A cybersecurity expert's 10 tips to stop you being scammed on email

Business email compromise (BEC) has cost companies $3.1 billion since January 2015 and consumer email phishing is at an all-time high. Most people don’t question the “from” field in the emails they get day in and day out, yet without the right tools in place, there’s actually no reason to trust the “from” field!

Unfortunately though, no matter how sophisticated a company or enterprise’s email strategy is, some phishing emails will always make it to the inbox. And these messages are extremely effective. Verizon found that 30% of targeted recipients open phishing messages and 12% click on malicious email attachments.

As a critical piece of every business’ email security strategy must be education, below are Proofpoint’s top 10 tips for identifying a phishing email.

Tip 1: Don’t trust the display name
A favorite phishing tactic among cybercriminals is to spoof the display name of an email. Here’s how it works: If a fraudster wanted to impersonate the hypothetical brand “My Bank,” the email may look something like:

Once delivered, the email appears legitimate because most user inboxes and mobile phones will only present the display name. Always check the email address in the header from—if looks suspicious, flag the email.
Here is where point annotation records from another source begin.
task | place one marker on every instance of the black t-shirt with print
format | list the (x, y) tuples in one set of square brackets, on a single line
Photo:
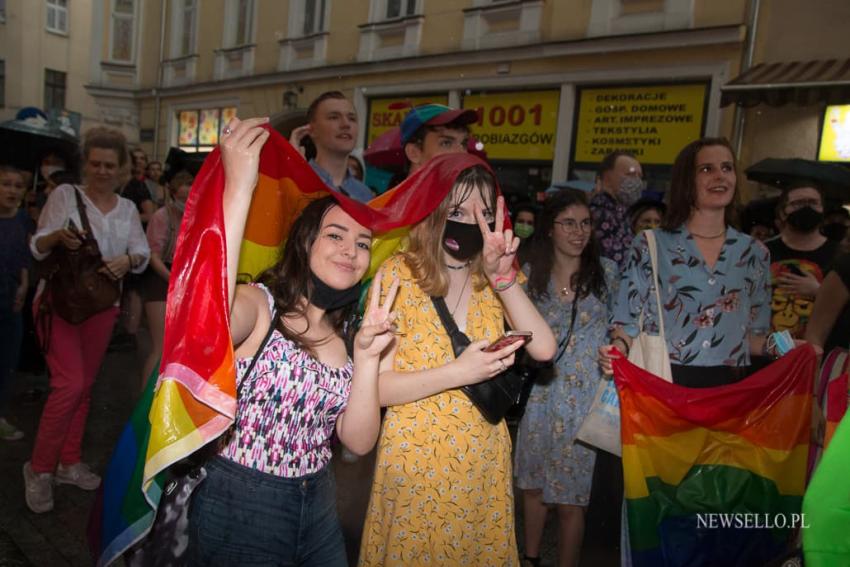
[(792, 311)]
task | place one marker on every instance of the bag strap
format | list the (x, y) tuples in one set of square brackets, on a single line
[(562, 347), (254, 360), (81, 209), (459, 340), (653, 257)]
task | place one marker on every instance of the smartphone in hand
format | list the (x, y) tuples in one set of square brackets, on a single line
[(507, 339)]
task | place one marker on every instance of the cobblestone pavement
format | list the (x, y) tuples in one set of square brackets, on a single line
[(58, 538)]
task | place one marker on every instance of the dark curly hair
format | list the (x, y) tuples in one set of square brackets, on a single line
[(289, 279), (590, 277)]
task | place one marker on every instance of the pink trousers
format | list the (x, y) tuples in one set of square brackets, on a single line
[(74, 356)]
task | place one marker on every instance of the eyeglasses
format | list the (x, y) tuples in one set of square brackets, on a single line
[(569, 225), (800, 203)]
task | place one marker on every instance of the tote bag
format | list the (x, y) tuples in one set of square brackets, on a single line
[(601, 426), (650, 351)]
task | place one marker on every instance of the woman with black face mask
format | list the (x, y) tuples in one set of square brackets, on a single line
[(269, 496), (442, 490)]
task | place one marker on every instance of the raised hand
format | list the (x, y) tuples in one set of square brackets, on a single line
[(375, 332), (477, 365), (241, 142), (500, 246)]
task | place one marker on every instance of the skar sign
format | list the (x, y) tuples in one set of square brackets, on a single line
[(652, 122)]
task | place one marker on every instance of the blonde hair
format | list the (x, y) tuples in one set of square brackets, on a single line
[(424, 254)]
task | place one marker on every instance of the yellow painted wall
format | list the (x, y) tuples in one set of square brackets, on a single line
[(709, 13)]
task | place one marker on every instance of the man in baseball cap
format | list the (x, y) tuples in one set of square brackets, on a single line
[(434, 129)]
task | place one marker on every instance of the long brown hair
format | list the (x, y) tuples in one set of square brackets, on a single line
[(590, 277), (682, 196), (289, 279), (424, 254)]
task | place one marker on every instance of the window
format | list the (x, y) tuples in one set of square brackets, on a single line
[(244, 22), (183, 28), (314, 16), (400, 8), (57, 16), (199, 130), (122, 35), (54, 89)]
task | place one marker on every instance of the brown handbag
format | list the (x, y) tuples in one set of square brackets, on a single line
[(77, 290)]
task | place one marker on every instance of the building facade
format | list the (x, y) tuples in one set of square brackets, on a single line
[(557, 83)]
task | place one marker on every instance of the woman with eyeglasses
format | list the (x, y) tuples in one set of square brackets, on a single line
[(572, 286)]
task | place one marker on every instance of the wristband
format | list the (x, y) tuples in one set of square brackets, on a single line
[(504, 282), (625, 344)]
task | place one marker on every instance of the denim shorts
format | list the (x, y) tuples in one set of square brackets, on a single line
[(240, 516)]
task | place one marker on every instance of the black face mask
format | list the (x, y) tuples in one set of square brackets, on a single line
[(834, 231), (805, 220), (463, 240), (328, 298)]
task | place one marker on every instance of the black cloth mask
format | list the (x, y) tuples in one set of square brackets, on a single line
[(805, 220), (463, 240), (328, 298)]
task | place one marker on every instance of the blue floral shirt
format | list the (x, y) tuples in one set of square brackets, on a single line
[(611, 225), (708, 313)]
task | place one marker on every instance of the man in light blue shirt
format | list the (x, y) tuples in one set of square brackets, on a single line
[(332, 125)]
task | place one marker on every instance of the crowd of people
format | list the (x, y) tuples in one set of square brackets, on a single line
[(574, 270)]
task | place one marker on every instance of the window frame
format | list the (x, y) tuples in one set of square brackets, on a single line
[(54, 8), (232, 13), (54, 86), (178, 29), (114, 15), (198, 146), (320, 17)]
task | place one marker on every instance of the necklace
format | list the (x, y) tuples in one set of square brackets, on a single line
[(704, 237), (460, 295)]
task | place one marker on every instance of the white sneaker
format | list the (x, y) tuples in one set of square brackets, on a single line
[(38, 490), (9, 432), (78, 474)]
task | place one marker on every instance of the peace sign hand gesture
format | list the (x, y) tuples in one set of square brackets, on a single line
[(500, 245), (375, 332)]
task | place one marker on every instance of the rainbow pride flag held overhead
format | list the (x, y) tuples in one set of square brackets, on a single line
[(715, 476), (193, 402)]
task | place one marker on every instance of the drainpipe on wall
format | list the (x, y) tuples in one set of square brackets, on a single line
[(159, 70), (740, 118)]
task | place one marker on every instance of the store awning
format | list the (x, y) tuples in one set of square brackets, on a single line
[(802, 82)]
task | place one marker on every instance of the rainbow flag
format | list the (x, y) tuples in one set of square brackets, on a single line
[(191, 401), (715, 476)]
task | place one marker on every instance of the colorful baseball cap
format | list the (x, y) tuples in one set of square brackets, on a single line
[(433, 115)]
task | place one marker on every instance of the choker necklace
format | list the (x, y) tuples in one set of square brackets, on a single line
[(704, 237)]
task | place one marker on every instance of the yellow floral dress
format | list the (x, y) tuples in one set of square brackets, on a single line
[(442, 492)]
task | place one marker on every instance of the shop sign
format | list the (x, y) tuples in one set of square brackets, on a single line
[(387, 113), (653, 122), (835, 136), (516, 125)]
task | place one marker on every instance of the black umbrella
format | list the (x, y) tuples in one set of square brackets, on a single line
[(835, 179), (24, 142)]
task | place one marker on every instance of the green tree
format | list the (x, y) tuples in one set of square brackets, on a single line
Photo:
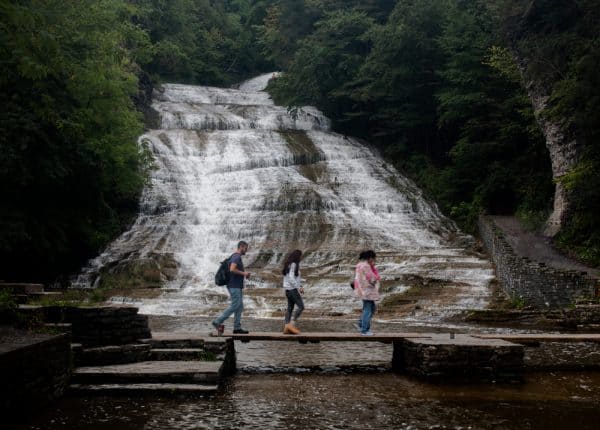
[(70, 166)]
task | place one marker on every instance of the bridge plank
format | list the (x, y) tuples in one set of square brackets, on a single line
[(324, 336), (543, 337)]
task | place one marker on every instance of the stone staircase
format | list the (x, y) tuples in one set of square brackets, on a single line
[(168, 363)]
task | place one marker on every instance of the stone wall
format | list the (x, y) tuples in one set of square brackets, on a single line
[(535, 283), (33, 374), (95, 326), (107, 325)]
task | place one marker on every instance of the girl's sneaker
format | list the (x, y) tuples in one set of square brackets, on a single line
[(220, 328)]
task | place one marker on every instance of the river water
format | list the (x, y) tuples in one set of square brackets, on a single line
[(231, 165)]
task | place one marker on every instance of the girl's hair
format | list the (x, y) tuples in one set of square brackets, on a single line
[(365, 255), (293, 257)]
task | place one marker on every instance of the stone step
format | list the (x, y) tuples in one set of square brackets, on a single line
[(182, 354), (39, 294), (112, 354), (175, 341), (22, 288), (140, 389), (151, 372)]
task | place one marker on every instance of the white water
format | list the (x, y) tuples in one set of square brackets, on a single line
[(233, 166)]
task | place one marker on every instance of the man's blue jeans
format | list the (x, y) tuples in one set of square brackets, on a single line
[(365, 319), (236, 307)]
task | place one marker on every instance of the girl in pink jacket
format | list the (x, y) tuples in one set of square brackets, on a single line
[(366, 286)]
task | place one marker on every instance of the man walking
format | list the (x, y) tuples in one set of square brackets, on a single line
[(235, 287)]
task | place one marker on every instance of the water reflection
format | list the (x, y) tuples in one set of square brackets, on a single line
[(348, 401)]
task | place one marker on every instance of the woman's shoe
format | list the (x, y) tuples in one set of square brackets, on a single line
[(290, 329)]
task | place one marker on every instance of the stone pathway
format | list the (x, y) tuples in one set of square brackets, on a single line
[(537, 247)]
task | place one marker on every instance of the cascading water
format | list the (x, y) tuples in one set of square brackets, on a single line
[(230, 166)]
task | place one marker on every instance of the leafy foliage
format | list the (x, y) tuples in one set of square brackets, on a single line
[(434, 87)]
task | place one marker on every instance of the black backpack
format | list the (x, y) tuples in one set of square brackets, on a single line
[(222, 275)]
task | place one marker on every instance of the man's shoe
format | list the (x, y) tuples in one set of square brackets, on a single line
[(290, 329), (220, 328)]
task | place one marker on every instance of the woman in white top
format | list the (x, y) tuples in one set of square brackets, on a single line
[(293, 291)]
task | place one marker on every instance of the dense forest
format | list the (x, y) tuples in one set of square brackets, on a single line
[(435, 84)]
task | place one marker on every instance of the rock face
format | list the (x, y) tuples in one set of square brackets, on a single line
[(564, 151)]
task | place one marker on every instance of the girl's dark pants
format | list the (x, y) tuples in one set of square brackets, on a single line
[(294, 299)]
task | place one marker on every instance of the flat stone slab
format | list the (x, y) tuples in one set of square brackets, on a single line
[(462, 340), (177, 340), (459, 357), (151, 372), (162, 389), (12, 339), (22, 288)]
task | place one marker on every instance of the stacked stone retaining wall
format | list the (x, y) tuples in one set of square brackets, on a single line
[(535, 283)]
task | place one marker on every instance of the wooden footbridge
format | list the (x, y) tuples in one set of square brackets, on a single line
[(191, 363), (441, 355)]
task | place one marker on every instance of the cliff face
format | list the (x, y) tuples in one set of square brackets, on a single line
[(565, 151), (564, 148)]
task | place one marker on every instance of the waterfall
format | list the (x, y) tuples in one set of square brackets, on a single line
[(231, 165)]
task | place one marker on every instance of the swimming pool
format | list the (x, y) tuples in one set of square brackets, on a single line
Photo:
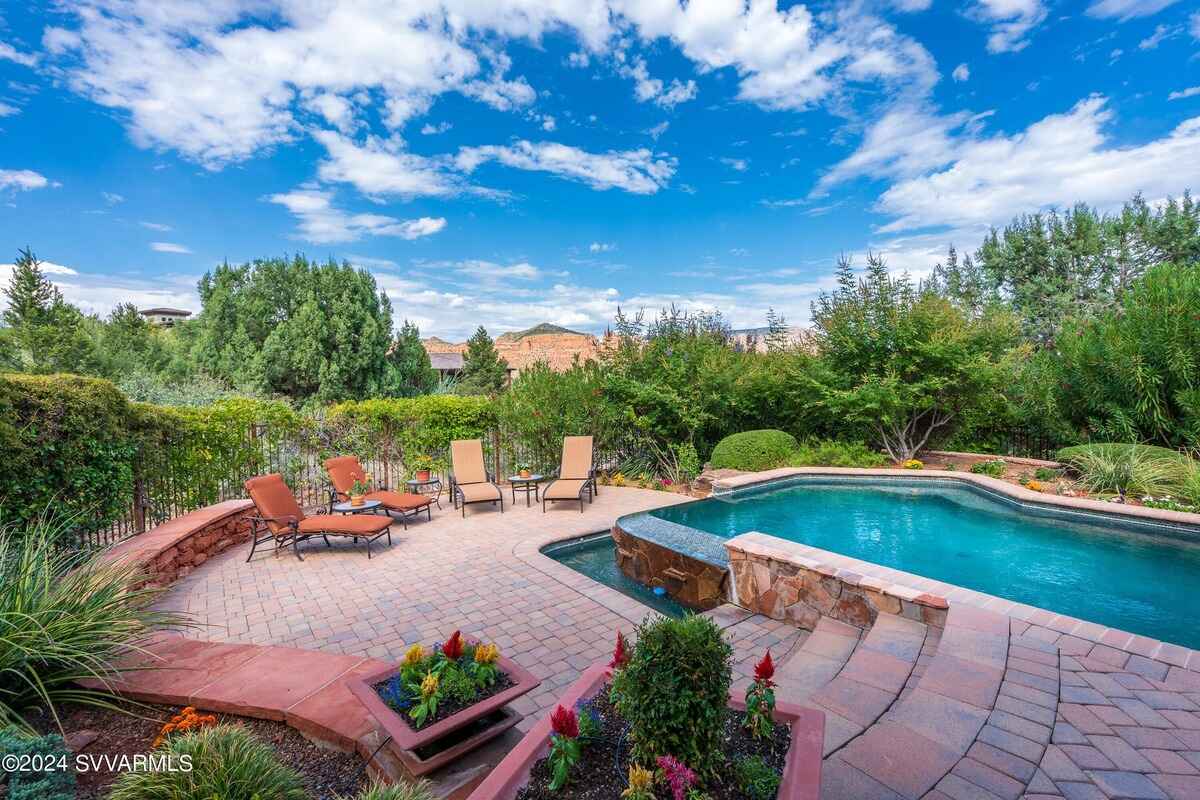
[(597, 558), (1143, 578)]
Tip 2: Look but don’t click
Cybercriminals love to embed malicious links in legitimate-sounding copy. Hover your mouse over any links you find embedded in the body of your email. If the link address looks weird, don’t click on it. If you have any reservations about the link, send the email directly to your security team.

Tip 3: Check for spelling mistakes
Brands are pretty serious about email. Legitimate messages usually do not have major spelling mistakes or poor grammar. Read your emails carefully and report anything that seems suspicious.

Tip 4: Analyse the salutation
Is the email addressed to a vague “Valued Customer?” If so, watch out—legitimate businesses will often use a personal salutation with your first and last name.

Tip 5: Don’t give up personal or company confidential information
Most companies will never ask for personal credentials via email–especially banks. Likewise most companies will have policies in place preventing external communications of business IP. Stop yourself before revealing any confidential information over email.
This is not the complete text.